Francesco Schettino, l'ex comandate della Costa Concordia, rinuncia alla semilibertà. È quanto annunciato dal suo difensore, Francesca Carnicelli. «Questa mattina abbiamo rinunciato - annuncia - perché ci sono state difficoltà con la proposta lavorativa che era stata sottoposta al tribunale di Sorveglianza di Roma».
Schettino è stato condannato in via definita a 16 anni per la tragedia del 2012 quando morirono 32 persone.
La sopravvissuta: «Vivrà per sempre con il peso della tragedia»
Una scelta che non è però definitiva: l'uomo che era al comando della nave che la notte tra l'11 e il 12 gennaio di 13 anni fa andò contro gli scogli dell'Isola del Giglio potrebbe, infatti, tornare a sollecitare la semilibertà. «In futuro se ci risaranno i presupposti per poterla proporre di nuovo lo faremo», aggiunge il difensore.
Schettino rinuncia alla semilibertà
Il procedimento è stato chiuso: il tribunale si è pronunciato con il non luogo a provvedere alla luce della decisione del detenuto.
Nelle scorse settimane era emerso che Schettino avrebbe potuto svolgere attività lavorativa presso la Fabbrica di San Pietro, per occuparsi, nell'ambito del progetto 'Seconda Chance', della digitalizzazione del patrimonio culturale.
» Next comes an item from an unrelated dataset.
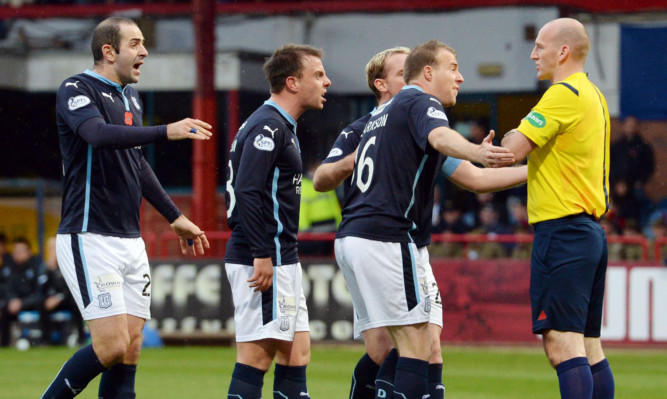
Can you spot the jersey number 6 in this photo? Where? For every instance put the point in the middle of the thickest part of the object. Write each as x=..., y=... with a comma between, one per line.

La Santa Sede infatti ha aderito a un progetto per consentire il lavoro all'esterno del carcere per i detenuti ammessi alla semilibertà, e il protocollo firmato tra l'associazione e il Vaticano prevede proprio il lavoro all'esterno dell'istituto di pena come strumento per il reinserimento nella società dei detenuti. Ma secondo quanto dichiarato dal difensore potrebbero essere sorti problemi proprio su questa opzione.
La condanna
L'ex comandante della Costa Concordia è recluso nel carcere di Rebibbia dal 13 maggio 2017, dopo la sentenza che lo ha condannato per omicidio colposo plurimo, lesioni colpose, naufragio colposo e abbandono dell'imbarcazione. Il 12 gennaio 2013, infatti, nel naufragio di fronte all'Isola del Giglio, persero la vita 32 persone, vittime di quello che divenne il celebre «inchino» di fronte l'abitato, a ridosso della costa. La vicenda giudiziaria, che ebbe un grandissimo clamore mediatico anche all'estero, comincia proprio a pochi giorni dal disastro, il 16 gennaio, quando Schettino venne arrestato. Il comandante finì prima in carcere e poi ai domiciliari (confermati poi in Cassazione).
La revoca dei domiciliari
Il giorno successivo venne poi diffusa la telefonata con il capitano della Capitaneria di Livorno, Gregorio De Falco: l'ordine di quest'ultimo a Schettino, quel «vada a bordo, c....», fece il giro del mondo. Il 5 luglio dello stesso anno vennero revocati i domiciliari per il comandante, per il quale restò però l'obbligo di dimora a Meta di Sorrento. Sul finire dell'anno, il 20 dicembre, si chiusero le indagini: 8 gli indagati, compreso Schettino stesso. Per lui le accuse furono di omicidio plurimo colposo, naufragio, abbandono di persone incapaci di provvedere a se stesse, abbandono di omicidio nave e omessa comunicazione dell'incidente alle autorità marittime. Il 22 maggio 2013 il gup rinviò a giudizio Schettino revocando l'obbligo di dimora.
Il patteggiamento
A luglio le prime condanne: cinque coimputati patteggiarono pene tra un anno e 6 mesi e due anni e 10 mesi. Il 15 febbraio 2015 arrivò la condanna a 16 anni, confermata poi anche dalla corte d'appello di Firenze. La sentenza è diventata definitiva il 12 maggio 2017 in Cassazione. Nell'ambito del processo Costa Crociere patteggiò una sanzione da un milione di euro. Schettino si costituì nel carcere di Rebibbia e da allora non fece più trapelare notizie, dichiarazioni o informazioni. Durante la reclusione ha mantenuto una condotta tale che gli ha consentito di usufruire di permessi premio e di un lavoro all'interno del carcere. Dal 2020, inoltre, ha lavorato alla digitalizzazione di alcuni processi. Il legale ha presentato l'istanza per la semilibertà e sono state celebrate quattro udienze, tutte rinviate per approfondimenti da parte dei giudici. Martedì si attende la decisione da parte del tribunale di Sorveglianza. Nel caso in cui venisse concessa la semilibertà, Schettino potrebbe lasciare il carcere durante il giorno per un lavoro esterno. «Quello che possiamo fare - il commento dell'avvocato Astarita - è aspettare con fiducia».